What happens if Congress goes over the fiscal cliff? Taxes rise.

Americans could face an average tax hike of almost $3,500 in 2013 if Congress goes over the fiscal cliff, Gleckman writes. The looming fiscal cliff poses a major threat for the US economy.

J. Scott Applewhite/AP
Sen. Tom Coburn, R-Okla., makes a phone call Wednesday outside a meeting room in Washington before private talks with Federal Reserve Chairman Ben Bernanke on the "fiscal cliff," a combination of tax increases and spending cuts that will kick in on Jan. 2, 2013, if Congress fails to act.

If Congressional gridlock sends the U.S. government tumbling over the fiscal cliff later this year, Americans could face an average tax hike of almost $3,500 in 2013. Nearly 9 of every 10 households would pay higher taxes. Every income group would see their taxes rise by at least 3.5 percent, but high-income households would suffer the biggest hit by far, according to a new Tax Policy Center analysis.

TPC found that if the tax hikes last the entire year—a big ”if”–those in the top 0.1 percent would pay an average $633,000 more than if today’s tax rules were extended. However, even middle income households would take a hit: they’d pay an average of almost $2,000 more, and see their after-tax income fall by more than 4 percent. Such tax hikes would be “unprecedented,” said the paper’s authors, Bob Williams, Eric Toder, Donald Marron, and Hang Nguyen.

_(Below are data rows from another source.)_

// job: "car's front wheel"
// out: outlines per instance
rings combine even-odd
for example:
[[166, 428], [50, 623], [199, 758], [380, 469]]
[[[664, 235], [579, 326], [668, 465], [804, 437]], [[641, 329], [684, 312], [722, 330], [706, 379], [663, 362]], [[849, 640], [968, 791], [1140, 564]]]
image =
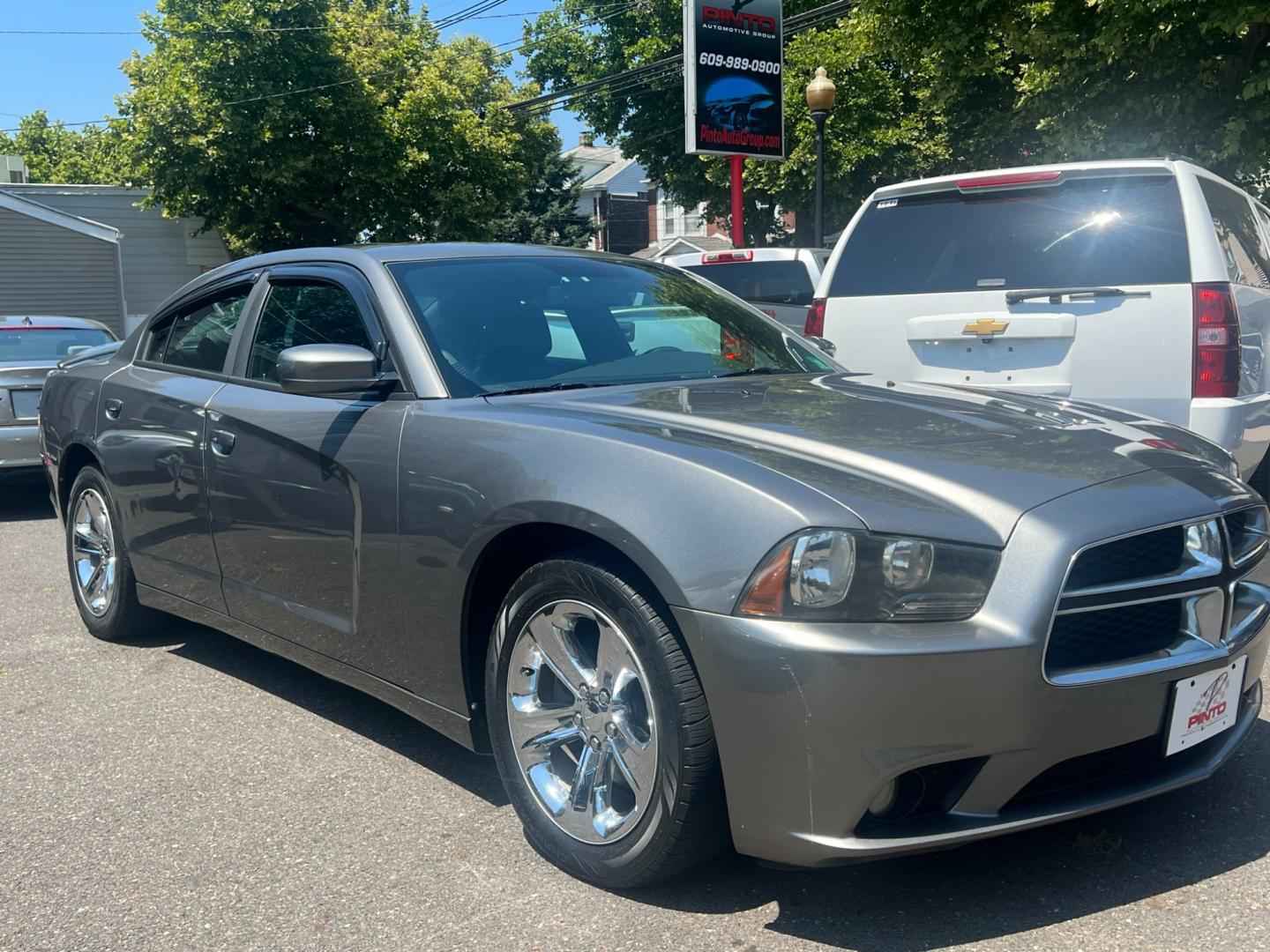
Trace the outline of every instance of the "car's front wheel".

What’s scary, of course, is that all this would happen automatically. It would merely require Congress to default to its normal state of partisan gridlock in the face of a remarkable confluence of circumstances. They include the reversion of nearly the entire tax code to what it was at the end of the Clinton Administration, new taxes to pay for the 2010 health reform law, and automatic across-the-board spending cuts that would trim just about every government program except for Medicaid and Social Security. Looming in the background: The Treasury will hit its borrowing limit sometime in the first quarter of next year and temporary funding to keep the government operating will end in March. 

Taxes would rise by a half-a trillion dollars in 2013. On top of the substantial spending cuts, such an austerity budget would sharply reduce the deficit. But it also is likely to throw the still-weak economy back into recession. The Congressional Budget Office predicts that if the tax hikes and spending cuts last the entire year, the 2013 economy would contract by 0.5 percent and employment would fall by 2 million.

The tax increases would hit nearly everyone, and from all directions. The tax cuts enacted in 2001, 2003, 2009, and 2010 would expire. More than 120 million households would lose the benefits of the two-year-old payroll tax cut. Low-income working households would suffer as the Earned Income Tax Credit and the Child Tax Credit are scaled back. Upper middle-income households would lose their protection from the Alternative Minimum Tax and pay higher rates. Those at the very top would not only see rates on their ordinary income rise, but they’d also face higher taxes on their capital gains and dividend income as well as their estates.

At the same time, those high-income households will pay an extra 0.9 percent Medicare payroll tax and a new 3.8 percent tax on investment income—both included in the 2010 health law.

This mess was created by the temporary debt limit deal Congress and President Obama reached in the summer of 2011. The whole idea was to design draconian tax hikes and deep spending cuts that no one could stomach. As a result, lawmakers would come to their senses and replace the cliff with a steady and predictable glide path to fiscal responsibility. That’s not what happened.

Now what? Congress could, to stretch the metaphor, tumble over the cliff, fighting and clawing all the way to the bottom, and leaving itself–and the U.S. economy–woozy and bruised. That’s the outcome TPC has analyzed.

But there are other possibilities. Public anger and market fear could drive politicians to finally do the budget deal they’ve been avoiding for more than a decade–perhaps early next year. In that case, short-term tax increases might be fairly modest, though any long-term agreement is also likely to include higher taxes for many. Or, lawmakers could get to precipice, peer over the edge, and delay the day of reckoning into later in 2013.